# Havocs or Oblits: Who's better?



## Iron_Freak220 (Nov 8, 2009)

I know obliterators are better all around. No argument there. However I'm wondering who is better for *long ranged* fire.

I've noticed that when I bring oblits it's for the 48'' lascannon shots and rarely do I use any of the shorter ranged weapons. I usually bring melta raptors and princes to go take down things at close range.

I started to wonder today which would be better. I can get a 5 man havoc squad in a rhino with 1 missile and 1 auto for the same amount of points as 2 obliterators. I would have 3 shots instead of 2 however they would be a weaker strength. I could then take a second missile launcher or autocannon furthering the number of shots from that squad for only a few more points.

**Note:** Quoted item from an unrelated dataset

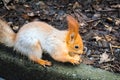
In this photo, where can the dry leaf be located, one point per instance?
(104, 58)
(97, 38)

Since AV12 tends to be the trickiest to deal with when it comes to transports let's focus on them. Do you think 2 obliterators or havocs with 2-3 heavy weapons is better? I would attempt to deal with land raiders and other heavily armed vehicles with my melta raptors so no need to bring them into the argument. I'm really just focuses on tranport and AV12 popping potential.


----------



## Cruor99 (Mar 11, 2009)

Havocs with autocannon would definately be a choice for the heavy support, seing as they bring ablative bodies - whereas the obliterator suffers under a pathetic weakness: Being able to be instant-killed by something as common as a missile launcher. Granted, they have their 2-up save. But force enough wounds on a T4 model, and it will fail one. Fail that one, and it is gone. Obliterators are also fairly pricy for a single lascannon. 2 Obliterators are 150 points, whereas an auto-las predator is 145, I believe - Bringing AV13, and 2 autocannon shots as well as 2 lasannon shots being overall more durable. 

Overall, the best Chaos option for Long Range Fire Support, which we so desperately need is in the Predator. Havocs are awesome with their autocannons, but they can become quite costly. It saddens me to say that the day of people just plunking on 9 obliterators are over - because I like the Obliterator. I really enjoy the concept. But people must realize that Chaos suffers through the fact that we are a watered down shell of what we could be. We require some ranged support in concordance with our other troops - And the obliterators are mostly brought for that. And for that, they are sub-par.


----------



## 5tonsledge (May 31, 2010)

alright someone who is like me. youre right a close combat army dosent need oblits. I have 9 oblits but dont use them because i take havocs with autocannons on foot, or lascannons. the primary job of the havocs is to kill transports so that the rest of my army can lash and assualt the shit inside. plus my troops and my daemon princes are capable to kill heavy things like AV13 and up. So havocs are nice in that aspect.


----------



## Cruor99 (Mar 11, 2009)

Well, C:CSM isn't really a close combat army per sé. Sure, you could build straight out for close combat - but that really isn't where we dominate. Sure, it is where we might delve the finishing strike - but our strength is elsewhere. We are a midfield army, much like our furry brethren and the cowards in blue. Had Berzerkers had some form of melta, perhaps we could go that route, as it stands they are sub-par. 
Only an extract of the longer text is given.